Они язвительно ухмылялись, как пара комиков.
Ханнес хотел вскочить, но его ноги словно парализовало.
– Что вам от меня нужно?
Улыбка Целлера мгновенно исчезла с его лица, уголки губ опустились, словно он внезапно включил кнопку гравитации.
– Господина Баптиста сегодня отпустят из-под стражи. Я позабочусь о том, чтобы для вас все прошло без последствий. Вы же знаете, я всегда стою горой за своих людей. – Он подмигнул. – Лучше, если вы все-таки уйдете в отпуск. Я уверен, вам нужно взять небольшой тайм-аут.
– Спасибо, но я уйду в отпуск, когда мне будет нужно. Что там с Баптистом? Ему предъявили обвинение?
Целлер оперся на столешницу и склонился над Ханнесом, от него несло сигарами.
– Это больше не ваша проблема. Лучше уйдите с линии огня.
– Иначе что?
Целлер молчал, его пальцы стучали по столу.
– Что вы здесь делаете? – спросила Элли.
Saved by the bell.

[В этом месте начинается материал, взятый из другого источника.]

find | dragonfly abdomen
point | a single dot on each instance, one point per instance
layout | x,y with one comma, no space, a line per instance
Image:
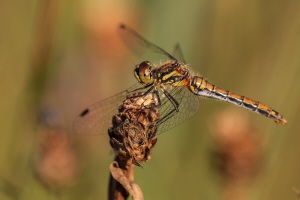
202,87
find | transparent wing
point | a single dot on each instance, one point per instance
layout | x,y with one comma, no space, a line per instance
188,106
142,47
97,118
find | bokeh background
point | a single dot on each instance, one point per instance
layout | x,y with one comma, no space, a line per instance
57,57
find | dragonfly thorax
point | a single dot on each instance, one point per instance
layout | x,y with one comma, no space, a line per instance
143,73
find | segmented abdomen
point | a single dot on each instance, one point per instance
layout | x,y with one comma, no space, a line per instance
202,87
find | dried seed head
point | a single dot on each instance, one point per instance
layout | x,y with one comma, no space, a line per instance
133,133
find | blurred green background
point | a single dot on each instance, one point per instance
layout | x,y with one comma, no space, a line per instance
65,55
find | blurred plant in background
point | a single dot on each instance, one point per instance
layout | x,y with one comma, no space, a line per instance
67,55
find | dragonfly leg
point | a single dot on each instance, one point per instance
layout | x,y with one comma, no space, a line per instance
172,112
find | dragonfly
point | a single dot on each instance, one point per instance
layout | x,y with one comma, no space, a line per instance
174,86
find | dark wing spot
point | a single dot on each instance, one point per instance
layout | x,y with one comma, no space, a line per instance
86,111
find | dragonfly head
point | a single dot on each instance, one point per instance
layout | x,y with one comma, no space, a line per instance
143,73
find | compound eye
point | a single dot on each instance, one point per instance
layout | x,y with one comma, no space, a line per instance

Долго ли она стояла в дверях и слушала?
Хенке бодро подошел к ней:
– Госпожа Шустер! Как вижу вас, так кажется, что солнце всходит. Хорошо, когда в отделе работает женщина, правда?
Он ухватился за ее пальто, но Элли вывернулась:
– Спасибо, но я могу спуститься по канату с высотки и обезвредить двухметрового скинхеда. С пальто уж как-нибудь сама справлюсь. – Она переводила взгляд с Хенке на Целлера, упершись руками в бока. – Могу поспорить, что вы уже собирались уходить.
– Вы умеете читать мысли? – спросил Целлер. – До свидания, господин Брандль. И подумайте над тем, о чем мы говорили. – Он постучал по столу и развернулся. – Пойдемте, господин прокурор.
Элли прикрыла за ними дверь и внимательно взглянула на Ханнеса:
– Что им было нужно?
– Побить лежачего.
– Ах, Ханнес…
– Да все в порядке. – Он резко развернулся на стуле, чтобы Элли не заметила, как горит его лицо.
– Они хотят любой ценой помешать тебе перейти на место Михи, когда тот уйдет на пенсию. Потому что ты – патлатый бунтарь.
– Михи еще далеко до пенсии. Он не может уйти.
Он прижал костяшки пальцев к глазам, в голове поднялось давление, как в громадном баллоне, который вот-вот лопнет. «Мне вообще должность Михи до лампочки», – хотел добавить он, но почувствовал, что сама мысль была лживой.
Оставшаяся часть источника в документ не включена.